Other things traditionally called particles, especially the non-core argument-marking case particles are clitics. This is most clearly seen based on the fact that some of them, like the genitive case marker =no, which, while not being very closely attached to the noun it modifies, it still has some phonological influence. For example, words where accent falls on the last mora, like hashí LH(L) 'bridge' become accentless when =no is added: hashi=no LHH. Compare this with what happens when you add the case marker =ga: hashí=ga LHL--we see the expected pattern for a final-mora accented, two mora word.
Yet other things are postpositions. Here I'm thinking specifically of sentence-final particles like yo. These clearly don't attach to individual words, but instead to phrases or entire sentences (depending on their scope). They are prosodically independent, have some semantic independence, but are still somewhat "stuck" onto the phrase they modify.
Still other things are likely entirely separate words which happen to be one or two morae long, and thus just happened to be analyzed traditionally as particles. Here I'm specifically thinking of things like the na in so-called na adjectives (or adjectival nominals, if you prefer), which is actually one of the attributive forms of the copula no, itself a defective verb.

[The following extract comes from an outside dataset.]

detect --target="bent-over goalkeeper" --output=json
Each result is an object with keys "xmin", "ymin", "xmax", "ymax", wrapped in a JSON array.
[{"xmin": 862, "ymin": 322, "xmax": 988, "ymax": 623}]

So what about these honorifics you can stick at the beginning of a word? I'd just call them prefixes. They are very closely bound. When an accented noun (of any kind) takes the prefix o-, it becomes accentless. So, for instance, intially-accented íkutsu HLLL 'how many?' becomes o-ikutsu LHHH. Similarly, iwái LHL 'congratulations', which has its second mora accented, becomes o-iwai LHHH. And so on. Even outside of a more rigorous linguistic analysis, such as under the traditional Japanese system of traditional grammatical analysis, to the best of my knowledge, these are not called particles (助詞 joshi), but rather prefixes (接頭語 settoogo).